One of the most significant paradigm of modern business management is that individual businesses no longer compete as solely autonomous entities, but rather as supply chains. In today’s global marketplace, rapid technology development, globalization and customers’ varied expectations are changing the type of markets' competitions and firms no longer compete as independent entities with unique brand names, but rather as integral part of supply chain links (Min & Zhou, 2002; Boyaci & Gallego, 2004; Farahani et al. 2014).

A supply chain may be defined as an integrated process wherein a number of various business entities (i.e., suppliers, manufacturers, distributors, and retailers) work together in an effort to acquire raw materials, convert these raw materials into specified final products, and deliver these final products to retailers (Beamon, 1998). Thus, a supply chain is not a chain of businesses with one-to-one business-to-business relationships, but a network of multiple businesses and relationships, which offers the opportunity to capture the synergy of intra and inter company integration and management (Lambert & Cooper, 2000). Thus far, there has been relatively little guidance from academia, which in general has been following, rather than leading, business practice (Lambert et al. 1998). There is a need for building theory and developing normative tools and methods for successful supply chain management practice.

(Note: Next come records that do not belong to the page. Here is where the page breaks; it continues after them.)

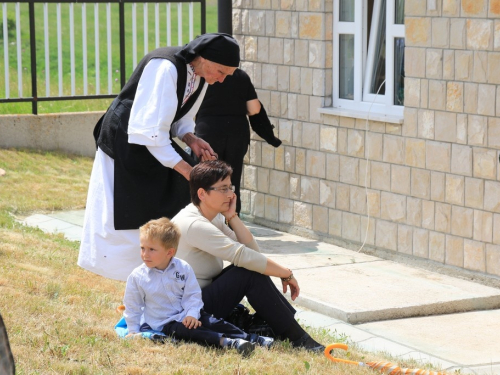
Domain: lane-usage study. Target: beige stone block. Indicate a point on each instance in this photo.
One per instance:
(420, 183)
(426, 124)
(309, 190)
(461, 160)
(415, 62)
(485, 162)
(415, 152)
(443, 217)
(418, 31)
(412, 92)
(479, 34)
(386, 235)
(421, 243)
(480, 69)
(449, 65)
(462, 221)
(474, 256)
(400, 179)
(263, 180)
(333, 167)
(455, 189)
(320, 219)
(457, 33)
(351, 226)
(437, 95)
(310, 136)
(440, 32)
(394, 149)
(474, 192)
(349, 170)
(494, 67)
(437, 242)
(414, 212)
(454, 96)
(474, 8)
(327, 193)
(492, 196)
(477, 127)
(493, 259)
(311, 26)
(393, 207)
(302, 215)
(358, 200)
(470, 97)
(380, 176)
(356, 143)
(454, 251)
(300, 161)
(438, 156)
(428, 214)
(335, 223)
(483, 226)
(374, 145)
(405, 239)
(486, 100)
(316, 164)
(343, 197)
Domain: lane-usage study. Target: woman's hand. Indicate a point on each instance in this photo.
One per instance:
(191, 322)
(294, 288)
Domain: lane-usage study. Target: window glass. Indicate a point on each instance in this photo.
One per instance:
(346, 65)
(346, 11)
(399, 71)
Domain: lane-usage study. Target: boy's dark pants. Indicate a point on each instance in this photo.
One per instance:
(210, 331)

With the rapid growth of online information, it becomes urgent for search engines to be capable of searching web documents based on their content, rather than based on keywords as the traditional search tools do. The way of representing semantic models in computer science is through the ontologies. An ontology is a hierarchically structured set of terms to describe a domain. In an ontology, concepts, their properties and relationships, constraints and rules are described in a formal language which makes ontologies interpretable to a computer program. A domain ontology provides a vocabulary for representing and communicating knowledge in that domain and a set of relationships that hold among the terms in that vocabulary.

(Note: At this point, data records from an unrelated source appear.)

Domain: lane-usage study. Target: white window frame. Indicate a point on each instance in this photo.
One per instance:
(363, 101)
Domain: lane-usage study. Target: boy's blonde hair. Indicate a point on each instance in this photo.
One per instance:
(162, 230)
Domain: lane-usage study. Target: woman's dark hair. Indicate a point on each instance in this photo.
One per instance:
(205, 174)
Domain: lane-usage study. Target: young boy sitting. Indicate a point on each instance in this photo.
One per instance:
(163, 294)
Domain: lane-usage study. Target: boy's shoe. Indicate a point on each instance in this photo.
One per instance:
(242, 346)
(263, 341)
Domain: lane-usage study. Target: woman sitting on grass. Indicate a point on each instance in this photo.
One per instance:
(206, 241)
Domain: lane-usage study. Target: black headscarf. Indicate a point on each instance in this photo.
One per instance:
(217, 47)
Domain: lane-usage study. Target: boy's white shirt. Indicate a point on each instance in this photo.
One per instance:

Several manufacturing ontologies have already been proposed in literature, most of them covering the early stages of product lifecycle (Guerra-Zubiaga & Young, 2008; Fiorentini et al. 2007; Young et al. 2007; Lu et al. 2008; Baxter et al. 2009, Antonelli et al. 2013, Bruno et al. 2014), while some recent works addressed the later stages, i.e., the maintenance and sustainability (Borsato, 2014; Igba et al. 2015). On the contrary, ontologies representing supply chains are less frequent (Scheuermann & Leukel, 2014).

In this work, an ontology representing the relationships among activities performed in a supply chain is defined and used to detect the potential relationships among SMEs in a network.

Key Terms in this Chapter

Paper Industry: The industry comprising companies that use wood as raw material and produce pulp, paper, board and other cellulose-based products.

Tissue Paper: A lightweight paper produced by paper pulp with the key properties of absorbency, thickness, brightness, stretch and comfort.

Ontology: A set of classes and relationships between classes to represent the concepts of a specific domain.

SME Network: A set of SMEs that cooperate by exchanging goods or information to reach a common objective.

Semantic Search: A data searching technique in a which a search query aims to not only find keywords, but to determine the intent and contextual meaning of the words a person is using for search.

Yellow Pages: The repository of businesses existing in a nation, organized by category, reporting the main information, such as the address and telephone of the company.